Whether part of integrated indicator systems or developed separately, climate change indicators on the mitigation side may focus on absolute or efficiency measures (Herzog and Baumert, 2006). Absolute measures help track aggregate emissions, thus quantify the direct pressure of human activities on the climate system. Efficiency measures indicate the amount of energy or materials used or GHG emitted in order to produce a unit of economic output, or more generally, to achieve a degree of change in human wellbeing. Depending on the policy context, both absolute measures and efficiency measures may be useful. But from the climate system perspective, it is ultimately indicators of absolute emission levels that matter.

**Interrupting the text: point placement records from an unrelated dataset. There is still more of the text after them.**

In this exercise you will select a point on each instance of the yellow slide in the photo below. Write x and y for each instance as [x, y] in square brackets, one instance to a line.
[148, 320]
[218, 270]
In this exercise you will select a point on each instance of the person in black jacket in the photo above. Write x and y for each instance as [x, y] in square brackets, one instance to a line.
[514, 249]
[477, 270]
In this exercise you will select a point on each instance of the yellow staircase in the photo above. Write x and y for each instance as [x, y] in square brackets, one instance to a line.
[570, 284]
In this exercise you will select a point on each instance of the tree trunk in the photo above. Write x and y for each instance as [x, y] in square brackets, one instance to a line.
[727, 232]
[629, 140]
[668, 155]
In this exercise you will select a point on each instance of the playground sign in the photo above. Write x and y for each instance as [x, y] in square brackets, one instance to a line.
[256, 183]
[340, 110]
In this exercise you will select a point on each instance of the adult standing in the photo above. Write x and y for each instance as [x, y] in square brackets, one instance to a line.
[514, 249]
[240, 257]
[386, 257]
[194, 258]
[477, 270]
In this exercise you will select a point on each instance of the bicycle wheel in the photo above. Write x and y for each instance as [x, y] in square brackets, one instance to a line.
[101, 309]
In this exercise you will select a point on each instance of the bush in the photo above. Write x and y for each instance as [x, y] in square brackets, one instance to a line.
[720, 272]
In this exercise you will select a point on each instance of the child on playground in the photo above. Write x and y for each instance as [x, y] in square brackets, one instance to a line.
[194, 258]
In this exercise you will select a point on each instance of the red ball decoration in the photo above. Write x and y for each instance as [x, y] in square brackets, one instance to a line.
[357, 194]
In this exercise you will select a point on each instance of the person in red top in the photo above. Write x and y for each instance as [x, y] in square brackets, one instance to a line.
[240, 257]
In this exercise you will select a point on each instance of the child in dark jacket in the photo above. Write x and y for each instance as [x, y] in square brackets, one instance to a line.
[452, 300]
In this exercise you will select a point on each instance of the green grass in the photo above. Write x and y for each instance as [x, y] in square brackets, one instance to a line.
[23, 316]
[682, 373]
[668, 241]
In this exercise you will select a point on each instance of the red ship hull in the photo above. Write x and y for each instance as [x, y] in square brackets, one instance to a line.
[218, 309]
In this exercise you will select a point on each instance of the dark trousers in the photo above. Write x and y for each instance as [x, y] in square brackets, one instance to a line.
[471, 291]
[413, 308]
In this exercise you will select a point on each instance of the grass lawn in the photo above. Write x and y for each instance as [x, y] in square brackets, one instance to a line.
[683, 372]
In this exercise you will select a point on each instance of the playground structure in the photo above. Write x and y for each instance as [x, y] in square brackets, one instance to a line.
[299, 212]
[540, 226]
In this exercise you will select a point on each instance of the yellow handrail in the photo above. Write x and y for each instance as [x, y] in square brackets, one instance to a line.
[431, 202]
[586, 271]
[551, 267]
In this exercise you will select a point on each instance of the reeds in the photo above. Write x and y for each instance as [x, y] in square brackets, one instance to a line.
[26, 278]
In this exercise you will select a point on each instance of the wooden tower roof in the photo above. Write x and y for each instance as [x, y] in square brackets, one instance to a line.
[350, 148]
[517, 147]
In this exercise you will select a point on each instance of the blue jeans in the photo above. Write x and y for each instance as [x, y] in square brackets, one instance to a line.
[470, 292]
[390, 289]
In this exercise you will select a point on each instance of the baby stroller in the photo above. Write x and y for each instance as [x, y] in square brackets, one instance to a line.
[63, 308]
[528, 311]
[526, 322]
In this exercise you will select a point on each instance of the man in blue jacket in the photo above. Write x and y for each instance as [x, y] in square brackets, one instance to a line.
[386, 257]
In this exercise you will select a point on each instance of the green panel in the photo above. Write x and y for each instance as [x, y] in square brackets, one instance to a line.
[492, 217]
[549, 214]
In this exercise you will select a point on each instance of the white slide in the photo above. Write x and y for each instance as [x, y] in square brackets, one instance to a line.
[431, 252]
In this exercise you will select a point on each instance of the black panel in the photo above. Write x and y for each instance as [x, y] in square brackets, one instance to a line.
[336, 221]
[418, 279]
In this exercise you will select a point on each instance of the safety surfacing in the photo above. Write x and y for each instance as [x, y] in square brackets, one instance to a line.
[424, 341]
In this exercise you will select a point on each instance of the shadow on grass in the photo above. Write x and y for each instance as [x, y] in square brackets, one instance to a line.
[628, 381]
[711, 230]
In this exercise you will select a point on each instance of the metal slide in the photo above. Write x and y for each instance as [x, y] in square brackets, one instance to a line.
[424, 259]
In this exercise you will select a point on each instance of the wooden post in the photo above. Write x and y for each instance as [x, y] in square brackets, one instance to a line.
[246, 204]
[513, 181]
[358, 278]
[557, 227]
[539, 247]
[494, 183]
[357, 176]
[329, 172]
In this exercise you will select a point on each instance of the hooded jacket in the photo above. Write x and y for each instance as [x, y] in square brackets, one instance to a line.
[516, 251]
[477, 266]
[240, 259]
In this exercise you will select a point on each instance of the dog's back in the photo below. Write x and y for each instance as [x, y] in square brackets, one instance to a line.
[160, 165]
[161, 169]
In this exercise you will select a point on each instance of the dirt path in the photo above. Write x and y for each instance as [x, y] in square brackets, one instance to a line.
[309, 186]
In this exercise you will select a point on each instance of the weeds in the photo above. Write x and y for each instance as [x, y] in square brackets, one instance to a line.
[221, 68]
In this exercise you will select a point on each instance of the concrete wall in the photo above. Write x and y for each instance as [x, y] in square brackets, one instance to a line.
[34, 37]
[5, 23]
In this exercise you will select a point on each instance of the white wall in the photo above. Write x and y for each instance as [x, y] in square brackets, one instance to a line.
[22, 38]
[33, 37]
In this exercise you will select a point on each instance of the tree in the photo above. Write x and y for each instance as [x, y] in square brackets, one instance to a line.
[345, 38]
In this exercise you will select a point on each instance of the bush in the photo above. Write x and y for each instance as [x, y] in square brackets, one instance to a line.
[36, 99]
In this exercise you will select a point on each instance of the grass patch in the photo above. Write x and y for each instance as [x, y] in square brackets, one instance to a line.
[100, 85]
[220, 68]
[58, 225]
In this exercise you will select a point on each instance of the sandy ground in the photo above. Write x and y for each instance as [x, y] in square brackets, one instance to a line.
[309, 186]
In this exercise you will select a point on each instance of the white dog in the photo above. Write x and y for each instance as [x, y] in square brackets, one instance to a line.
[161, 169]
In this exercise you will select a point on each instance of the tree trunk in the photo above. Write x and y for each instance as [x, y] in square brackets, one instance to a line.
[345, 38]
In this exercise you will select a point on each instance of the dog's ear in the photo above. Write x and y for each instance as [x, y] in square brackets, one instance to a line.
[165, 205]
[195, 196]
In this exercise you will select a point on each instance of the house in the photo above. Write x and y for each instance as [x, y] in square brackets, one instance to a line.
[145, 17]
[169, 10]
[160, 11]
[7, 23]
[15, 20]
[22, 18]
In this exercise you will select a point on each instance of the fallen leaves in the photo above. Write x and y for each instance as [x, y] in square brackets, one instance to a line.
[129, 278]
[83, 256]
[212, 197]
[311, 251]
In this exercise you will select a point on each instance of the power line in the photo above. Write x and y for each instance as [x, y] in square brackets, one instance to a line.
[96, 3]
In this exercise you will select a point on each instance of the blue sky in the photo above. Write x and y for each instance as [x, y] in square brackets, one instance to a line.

At the sectoral level, several initiatives are being implemented to measure and monitor progress towards sustainable development, including the reduction of greenhouse gas emissions. In the buildings sector, for instance, the US Green Buildings Council, has established Leadership in Energy and Environmental Design (LEED) that sets a voluntary, consensus-based national standard for developing high-performance, sustainable buildings. About 2000 large buildings have received certificates. The Global Reporting Initiative (GRI) is a multi-stakeholder process whose mission is to develop and disseminate globally applicable Sustainability Reporting Guidelines. These Guidelines are for voluntary use by organizations for reporting on the economic, environmental, and social dimensions of their activities, products, and services. Over 700 large industrial corporations are annually reporting their sustainable development progress using these guidelines. Industry sectors, such as cement and aluminium, which are among the most intensive energy users, have their own initiatives to track progress (For more information on sectoral indicators, see Section 12.3.1).

In essence, while tools for measuring progress towards sustainable development are still far from perfect, considerable progress in the development of such tools and considerable uptake in their use has occurred. The trend is clearly towards more refinement in the tools and an increase in their use by governments, business and civil society.